Lecture Notes for Introduction to Computer Science II

9 August 2001 - Dynamic Memory


  1. what it is

    1. free space left over after code + data is loaded

    2. the free space is shared between the stack and the heap

      1. every free memory location belongs to either the stack or the heap, but not both

      2. the more stack, the less heap, and vice versa

      3. your free space may vary

  2. why is it useful

    1. create values at run-time, rather than program writing time

    2. handle dynamic amounts of data without waste

    3. offer virtually unlimited data storage

  3. how to get some - new and delete

    1. unlike most modern programming languages, c++ forces you to deal with all aspects of managing dynamic memory

    2. new T allocates enough heap space to hold a value of type T

      1. returns a pointer of type T * to the value

      2. the allocated space contains garbage

      3. can initialize the allocated space with val by using new T(val)

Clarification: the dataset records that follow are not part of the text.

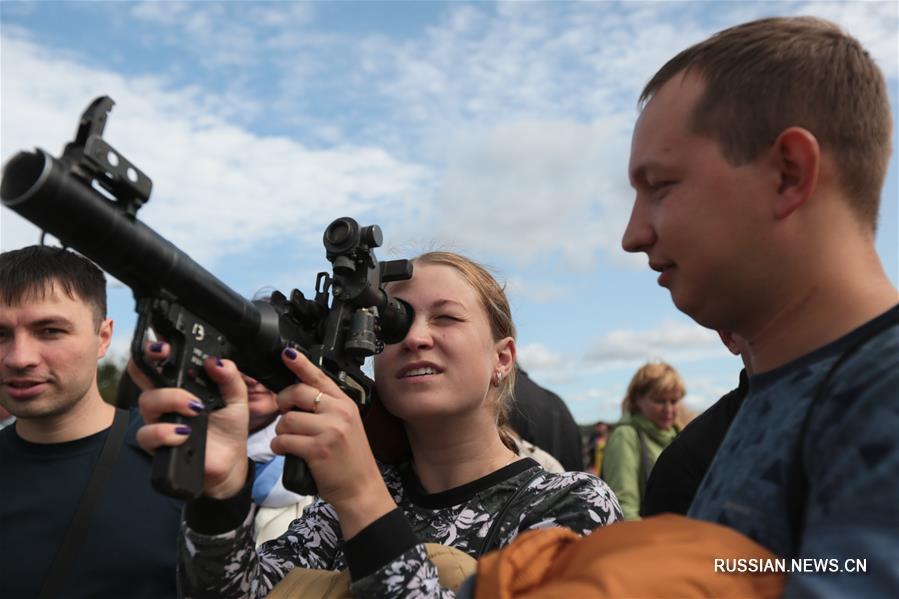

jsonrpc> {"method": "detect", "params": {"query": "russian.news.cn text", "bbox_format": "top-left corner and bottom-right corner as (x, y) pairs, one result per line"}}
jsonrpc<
(715, 557), (868, 574)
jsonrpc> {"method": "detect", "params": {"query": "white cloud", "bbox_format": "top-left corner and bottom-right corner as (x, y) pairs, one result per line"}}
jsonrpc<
(584, 320), (727, 366)
(518, 343), (565, 378)
(2, 36), (428, 264)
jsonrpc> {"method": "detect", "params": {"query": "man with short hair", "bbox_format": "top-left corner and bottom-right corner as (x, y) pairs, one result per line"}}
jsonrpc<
(0, 246), (181, 598)
(622, 17), (899, 596)
(459, 17), (899, 597)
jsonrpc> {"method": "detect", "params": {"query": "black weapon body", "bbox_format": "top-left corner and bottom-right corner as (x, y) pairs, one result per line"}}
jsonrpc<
(0, 96), (414, 498)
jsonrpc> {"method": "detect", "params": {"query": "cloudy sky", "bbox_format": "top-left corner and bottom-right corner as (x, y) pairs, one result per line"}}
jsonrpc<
(0, 0), (899, 423)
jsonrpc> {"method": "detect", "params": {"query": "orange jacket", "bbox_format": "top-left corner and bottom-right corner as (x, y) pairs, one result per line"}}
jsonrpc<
(475, 514), (785, 599)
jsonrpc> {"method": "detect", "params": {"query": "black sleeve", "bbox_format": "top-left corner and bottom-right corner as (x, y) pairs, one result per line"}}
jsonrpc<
(640, 382), (748, 517)
(344, 508), (420, 581)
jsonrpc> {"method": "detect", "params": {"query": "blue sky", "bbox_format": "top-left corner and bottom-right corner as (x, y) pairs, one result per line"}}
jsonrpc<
(0, 0), (899, 422)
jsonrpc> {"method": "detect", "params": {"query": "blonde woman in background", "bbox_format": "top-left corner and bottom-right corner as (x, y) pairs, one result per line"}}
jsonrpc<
(602, 362), (686, 520)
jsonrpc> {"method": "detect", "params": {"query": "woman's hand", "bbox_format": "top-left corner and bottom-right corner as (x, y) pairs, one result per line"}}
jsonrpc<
(129, 343), (249, 499)
(272, 349), (396, 539)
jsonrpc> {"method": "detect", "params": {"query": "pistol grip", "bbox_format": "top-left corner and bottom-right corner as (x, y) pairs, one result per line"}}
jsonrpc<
(281, 455), (318, 495)
(150, 412), (209, 499)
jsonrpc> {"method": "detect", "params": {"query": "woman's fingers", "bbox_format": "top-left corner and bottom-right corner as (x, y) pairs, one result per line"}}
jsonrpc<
(203, 357), (247, 406)
(137, 422), (190, 453)
(281, 347), (343, 397)
(137, 388), (204, 424)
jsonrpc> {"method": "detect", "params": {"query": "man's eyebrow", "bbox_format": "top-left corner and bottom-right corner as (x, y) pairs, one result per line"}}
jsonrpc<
(431, 299), (466, 310)
(628, 160), (664, 185)
(29, 316), (73, 328)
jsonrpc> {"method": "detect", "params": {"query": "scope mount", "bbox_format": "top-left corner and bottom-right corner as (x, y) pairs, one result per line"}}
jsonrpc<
(61, 96), (153, 219)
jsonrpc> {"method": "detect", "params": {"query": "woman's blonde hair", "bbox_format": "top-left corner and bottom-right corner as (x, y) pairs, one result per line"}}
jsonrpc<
(412, 252), (517, 452)
(621, 362), (687, 414)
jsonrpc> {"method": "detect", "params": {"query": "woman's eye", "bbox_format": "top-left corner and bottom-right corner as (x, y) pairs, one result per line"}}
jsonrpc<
(649, 181), (675, 193)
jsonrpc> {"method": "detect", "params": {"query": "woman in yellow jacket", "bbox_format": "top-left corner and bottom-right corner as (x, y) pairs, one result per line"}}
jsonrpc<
(602, 362), (686, 520)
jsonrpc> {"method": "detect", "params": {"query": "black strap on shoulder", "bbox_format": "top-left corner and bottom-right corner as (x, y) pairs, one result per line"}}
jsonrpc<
(38, 408), (129, 599)
(786, 311), (899, 553)
(475, 467), (546, 559)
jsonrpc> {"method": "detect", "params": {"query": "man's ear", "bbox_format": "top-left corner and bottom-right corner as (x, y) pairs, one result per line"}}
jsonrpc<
(97, 318), (113, 360)
(770, 127), (821, 219)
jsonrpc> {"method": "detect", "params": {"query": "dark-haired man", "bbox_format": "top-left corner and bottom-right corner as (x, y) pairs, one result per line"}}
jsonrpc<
(622, 18), (899, 596)
(0, 246), (180, 598)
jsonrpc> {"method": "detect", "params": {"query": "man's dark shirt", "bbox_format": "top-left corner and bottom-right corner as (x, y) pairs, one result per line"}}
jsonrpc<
(640, 370), (749, 517)
(509, 368), (584, 471)
(0, 411), (182, 599)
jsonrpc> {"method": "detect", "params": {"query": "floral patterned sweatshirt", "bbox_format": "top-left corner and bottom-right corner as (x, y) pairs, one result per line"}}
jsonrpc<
(178, 458), (622, 599)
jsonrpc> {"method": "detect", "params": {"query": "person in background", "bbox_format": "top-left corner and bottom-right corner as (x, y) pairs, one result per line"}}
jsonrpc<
(0, 246), (182, 599)
(640, 331), (752, 518)
(602, 362), (686, 520)
(584, 422), (612, 476)
(509, 363), (584, 472)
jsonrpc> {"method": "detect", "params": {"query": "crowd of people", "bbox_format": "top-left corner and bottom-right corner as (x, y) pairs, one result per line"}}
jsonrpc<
(0, 17), (899, 598)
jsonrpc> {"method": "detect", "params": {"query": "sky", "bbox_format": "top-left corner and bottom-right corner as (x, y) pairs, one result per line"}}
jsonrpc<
(0, 0), (899, 423)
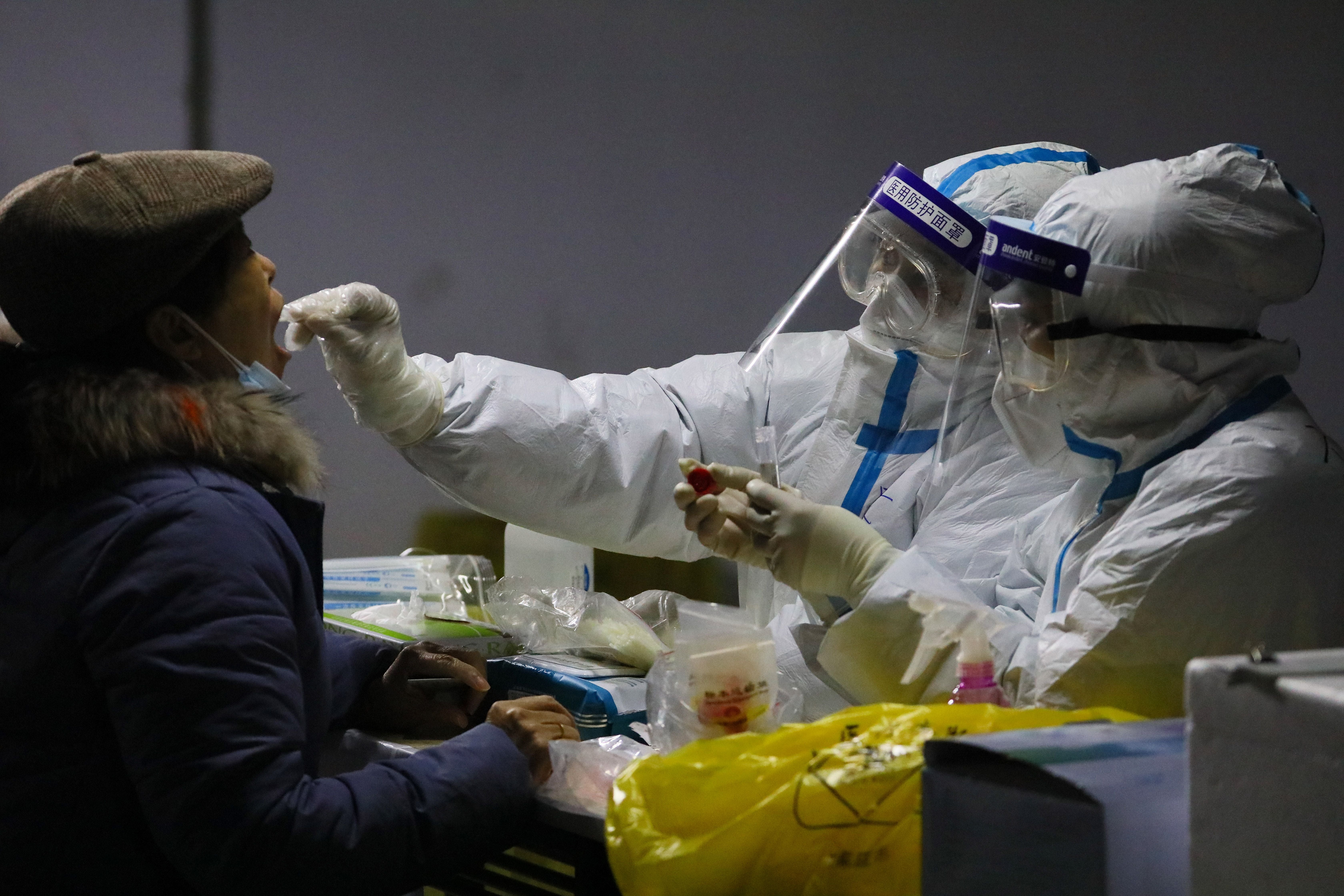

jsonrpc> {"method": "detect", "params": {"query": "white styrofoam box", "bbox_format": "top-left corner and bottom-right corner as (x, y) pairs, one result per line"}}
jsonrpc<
(504, 523), (593, 591)
(1185, 650), (1344, 896)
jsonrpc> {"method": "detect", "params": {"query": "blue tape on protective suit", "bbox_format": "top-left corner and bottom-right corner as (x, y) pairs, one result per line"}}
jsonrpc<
(938, 146), (1101, 196)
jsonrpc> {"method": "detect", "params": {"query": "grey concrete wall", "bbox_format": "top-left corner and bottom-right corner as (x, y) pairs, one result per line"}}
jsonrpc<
(0, 0), (1344, 555)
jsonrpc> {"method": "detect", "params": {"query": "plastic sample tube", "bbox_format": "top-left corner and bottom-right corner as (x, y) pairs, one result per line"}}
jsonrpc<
(685, 466), (723, 497)
(755, 426), (780, 488)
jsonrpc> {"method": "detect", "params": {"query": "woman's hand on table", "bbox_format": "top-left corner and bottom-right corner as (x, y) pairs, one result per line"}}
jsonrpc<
(485, 696), (579, 785)
(353, 641), (491, 739)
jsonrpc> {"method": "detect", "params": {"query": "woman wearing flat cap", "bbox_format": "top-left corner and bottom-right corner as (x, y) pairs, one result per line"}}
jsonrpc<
(0, 152), (578, 895)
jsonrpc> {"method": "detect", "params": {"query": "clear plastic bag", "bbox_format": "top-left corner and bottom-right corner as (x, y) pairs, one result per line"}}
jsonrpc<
(648, 599), (801, 754)
(536, 735), (653, 818)
(621, 591), (687, 647)
(323, 553), (495, 622)
(485, 576), (667, 669)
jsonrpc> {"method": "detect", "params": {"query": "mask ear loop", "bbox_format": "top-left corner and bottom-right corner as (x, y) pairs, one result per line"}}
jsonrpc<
(172, 305), (247, 376)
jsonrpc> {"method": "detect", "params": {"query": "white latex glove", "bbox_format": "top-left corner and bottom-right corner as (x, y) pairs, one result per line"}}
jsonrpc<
(731, 477), (902, 606)
(672, 458), (770, 570)
(280, 283), (444, 447)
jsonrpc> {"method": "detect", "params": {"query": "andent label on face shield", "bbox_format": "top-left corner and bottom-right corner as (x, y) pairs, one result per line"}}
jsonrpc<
(980, 218), (1091, 296)
(870, 161), (985, 271)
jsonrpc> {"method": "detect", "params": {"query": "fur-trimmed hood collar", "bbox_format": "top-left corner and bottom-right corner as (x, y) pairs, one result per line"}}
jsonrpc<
(0, 364), (321, 498)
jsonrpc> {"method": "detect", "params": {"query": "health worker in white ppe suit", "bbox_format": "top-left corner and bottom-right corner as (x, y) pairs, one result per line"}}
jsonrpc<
(704, 144), (1344, 716)
(285, 144), (1098, 716)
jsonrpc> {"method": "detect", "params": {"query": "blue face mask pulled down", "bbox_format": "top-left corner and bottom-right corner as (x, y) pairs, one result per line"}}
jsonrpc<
(181, 312), (290, 398)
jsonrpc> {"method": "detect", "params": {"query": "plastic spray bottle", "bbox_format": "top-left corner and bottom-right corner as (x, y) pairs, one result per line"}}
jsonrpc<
(900, 594), (1011, 707)
(948, 621), (1009, 707)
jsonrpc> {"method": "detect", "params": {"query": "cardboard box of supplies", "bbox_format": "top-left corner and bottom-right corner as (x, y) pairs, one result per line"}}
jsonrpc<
(1185, 650), (1344, 896)
(922, 719), (1189, 896)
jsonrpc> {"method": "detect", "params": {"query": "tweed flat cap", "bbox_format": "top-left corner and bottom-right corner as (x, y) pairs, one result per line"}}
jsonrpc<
(0, 149), (273, 351)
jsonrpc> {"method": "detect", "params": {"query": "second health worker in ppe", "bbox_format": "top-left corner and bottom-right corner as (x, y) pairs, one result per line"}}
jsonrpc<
(726, 144), (1344, 716)
(286, 144), (1097, 708)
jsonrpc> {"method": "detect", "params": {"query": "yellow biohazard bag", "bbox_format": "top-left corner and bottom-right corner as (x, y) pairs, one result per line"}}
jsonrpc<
(606, 704), (1138, 896)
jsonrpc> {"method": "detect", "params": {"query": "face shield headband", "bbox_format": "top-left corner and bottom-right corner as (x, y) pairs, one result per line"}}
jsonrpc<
(739, 163), (984, 371)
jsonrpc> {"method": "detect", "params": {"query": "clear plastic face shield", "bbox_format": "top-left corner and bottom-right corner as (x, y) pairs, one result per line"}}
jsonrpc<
(934, 218), (1091, 482)
(739, 163), (984, 381)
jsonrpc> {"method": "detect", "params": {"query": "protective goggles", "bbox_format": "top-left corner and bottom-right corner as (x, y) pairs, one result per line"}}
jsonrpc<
(970, 218), (1091, 392)
(741, 163), (985, 369)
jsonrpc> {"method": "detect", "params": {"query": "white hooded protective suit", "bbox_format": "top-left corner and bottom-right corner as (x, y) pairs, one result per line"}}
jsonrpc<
(402, 144), (1098, 717)
(820, 144), (1344, 716)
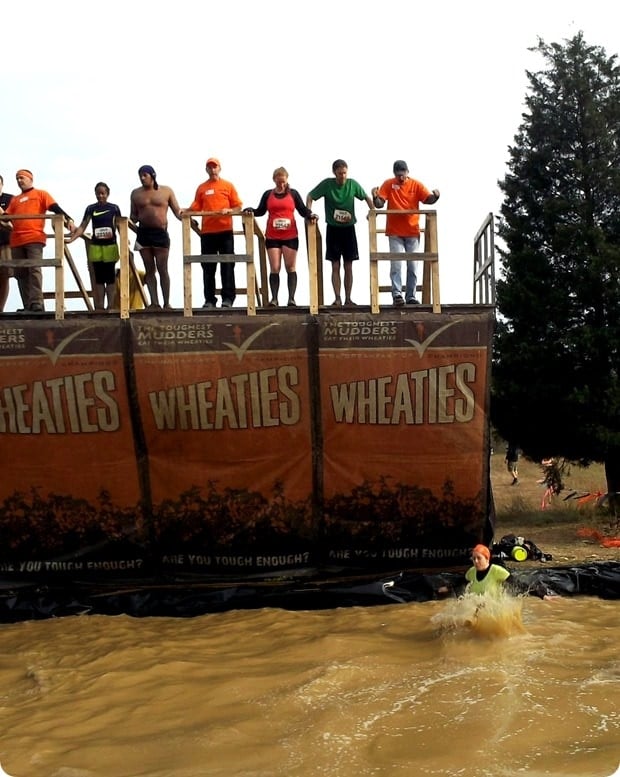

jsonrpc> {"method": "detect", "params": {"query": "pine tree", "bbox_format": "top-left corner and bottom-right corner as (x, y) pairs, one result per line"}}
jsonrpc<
(492, 33), (620, 506)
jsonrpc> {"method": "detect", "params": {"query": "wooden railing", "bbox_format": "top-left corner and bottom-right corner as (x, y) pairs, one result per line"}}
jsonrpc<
(368, 210), (441, 313)
(473, 213), (495, 305)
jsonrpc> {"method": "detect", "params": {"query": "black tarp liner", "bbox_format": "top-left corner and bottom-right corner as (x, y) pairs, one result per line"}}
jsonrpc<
(0, 561), (620, 623)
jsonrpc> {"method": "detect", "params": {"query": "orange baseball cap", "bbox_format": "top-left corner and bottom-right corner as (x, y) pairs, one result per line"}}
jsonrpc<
(472, 545), (491, 561)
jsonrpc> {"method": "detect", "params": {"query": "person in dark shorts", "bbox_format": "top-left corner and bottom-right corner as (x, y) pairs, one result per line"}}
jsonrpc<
(67, 181), (121, 310)
(129, 165), (181, 310)
(306, 159), (374, 305)
(180, 156), (242, 308)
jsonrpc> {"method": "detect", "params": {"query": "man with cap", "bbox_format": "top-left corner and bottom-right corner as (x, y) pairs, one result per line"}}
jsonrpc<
(184, 157), (242, 308)
(0, 175), (13, 313)
(129, 165), (181, 310)
(372, 159), (439, 307)
(0, 169), (75, 313)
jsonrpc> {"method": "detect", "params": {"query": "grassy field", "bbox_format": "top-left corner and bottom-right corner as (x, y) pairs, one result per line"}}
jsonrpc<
(491, 446), (620, 563)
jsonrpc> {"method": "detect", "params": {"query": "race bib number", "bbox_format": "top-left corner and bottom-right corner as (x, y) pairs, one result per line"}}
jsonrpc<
(334, 208), (351, 224)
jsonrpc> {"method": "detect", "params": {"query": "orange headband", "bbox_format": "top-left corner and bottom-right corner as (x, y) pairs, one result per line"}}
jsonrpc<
(472, 545), (491, 561)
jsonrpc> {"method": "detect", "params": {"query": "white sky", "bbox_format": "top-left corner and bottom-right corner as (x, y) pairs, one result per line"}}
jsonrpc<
(0, 0), (619, 310)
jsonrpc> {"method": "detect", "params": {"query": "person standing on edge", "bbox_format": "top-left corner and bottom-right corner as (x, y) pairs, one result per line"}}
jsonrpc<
(372, 159), (439, 307)
(0, 175), (13, 313)
(306, 159), (374, 305)
(183, 157), (242, 308)
(506, 443), (519, 486)
(244, 167), (318, 308)
(0, 169), (75, 313)
(129, 165), (181, 310)
(67, 181), (121, 310)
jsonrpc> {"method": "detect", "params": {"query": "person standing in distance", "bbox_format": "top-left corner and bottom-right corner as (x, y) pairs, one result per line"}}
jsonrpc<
(0, 175), (13, 313)
(129, 165), (181, 310)
(372, 159), (439, 307)
(306, 159), (374, 306)
(184, 157), (242, 308)
(0, 168), (75, 313)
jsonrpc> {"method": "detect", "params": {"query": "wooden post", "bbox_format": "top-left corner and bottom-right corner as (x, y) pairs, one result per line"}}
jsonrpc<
(181, 215), (194, 317)
(368, 210), (379, 313)
(117, 216), (130, 318)
(241, 213), (256, 316)
(52, 213), (65, 321)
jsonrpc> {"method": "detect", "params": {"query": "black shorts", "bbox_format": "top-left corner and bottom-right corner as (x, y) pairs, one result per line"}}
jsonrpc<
(200, 229), (235, 254)
(265, 237), (299, 251)
(92, 262), (116, 283)
(136, 227), (170, 248)
(325, 224), (360, 262)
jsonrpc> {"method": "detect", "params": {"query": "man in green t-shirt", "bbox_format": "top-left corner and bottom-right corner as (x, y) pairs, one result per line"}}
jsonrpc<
(306, 159), (374, 305)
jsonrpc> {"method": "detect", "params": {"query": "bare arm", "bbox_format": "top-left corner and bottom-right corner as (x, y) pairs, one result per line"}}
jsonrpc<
(168, 189), (181, 221)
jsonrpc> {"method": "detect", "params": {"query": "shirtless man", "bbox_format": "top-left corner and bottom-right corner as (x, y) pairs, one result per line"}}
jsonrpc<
(129, 165), (181, 310)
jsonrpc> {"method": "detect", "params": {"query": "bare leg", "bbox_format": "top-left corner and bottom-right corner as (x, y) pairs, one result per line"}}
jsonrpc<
(267, 248), (282, 307)
(140, 248), (159, 306)
(344, 262), (353, 305)
(282, 246), (297, 305)
(153, 248), (170, 308)
(332, 259), (342, 305)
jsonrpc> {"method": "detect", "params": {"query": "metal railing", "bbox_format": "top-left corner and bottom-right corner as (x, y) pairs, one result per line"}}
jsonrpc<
(473, 213), (495, 305)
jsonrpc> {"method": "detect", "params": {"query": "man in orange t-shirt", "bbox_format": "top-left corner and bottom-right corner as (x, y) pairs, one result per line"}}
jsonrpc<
(372, 159), (439, 307)
(4, 169), (75, 313)
(185, 157), (242, 308)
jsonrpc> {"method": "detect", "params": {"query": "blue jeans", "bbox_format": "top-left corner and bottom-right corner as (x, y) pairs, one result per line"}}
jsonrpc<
(388, 235), (420, 302)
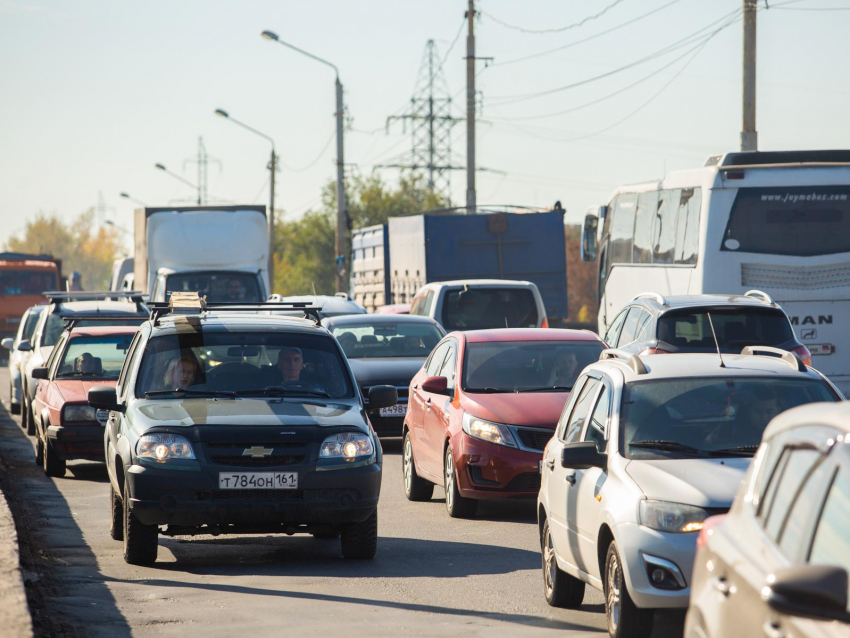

        1. string * sp = new string("hello world!");

    3. delete ptr deallocates the memory allocated by new

      1. once memory is deallocated, all pointers to it are invalid

    4. if new allocates it, delete should deallocate it

    5. if delete deallocates it, it must have been allocated by new

  4. how it goes wrong - freeing too early, or too many times, or not at all

    1. dangling pointers - ip = jp; free(jp); *ip = 3;

    2. garbage - { int ip = new int; }

    3. over deleting - ip = jp; free(jp); free(ip);

    4. deleting garbage - int * ip; free(ip);

    5. dynamic memory doesn't obey scope - it doesn't disappear when its scope does

    6. these errors are not necessarily immediately fatal - it may take time

    7. a good rule of thumb - if you new it, delete it too.

  5. dynamic memory and objects

    1. allocate object values like any other value

      1. new followed by a constructor call

      2. the default constructor can be called without parenthesis

    2. deallocate objects like any other

    3. pointers inside of objects

      1. what's the problem - pointer values don't disappear when object values do

      2. what's the solution - the opposite of constructors; something that's called when an object value disappears

      3. destructor ~class-name() { . . . }

        1. no return value; no arguments; can't be overloaded

        2. called automatically when object values fall out of scope or are deleted

        3. do not call destructors explicitly


This page last modified on 6 August 2001.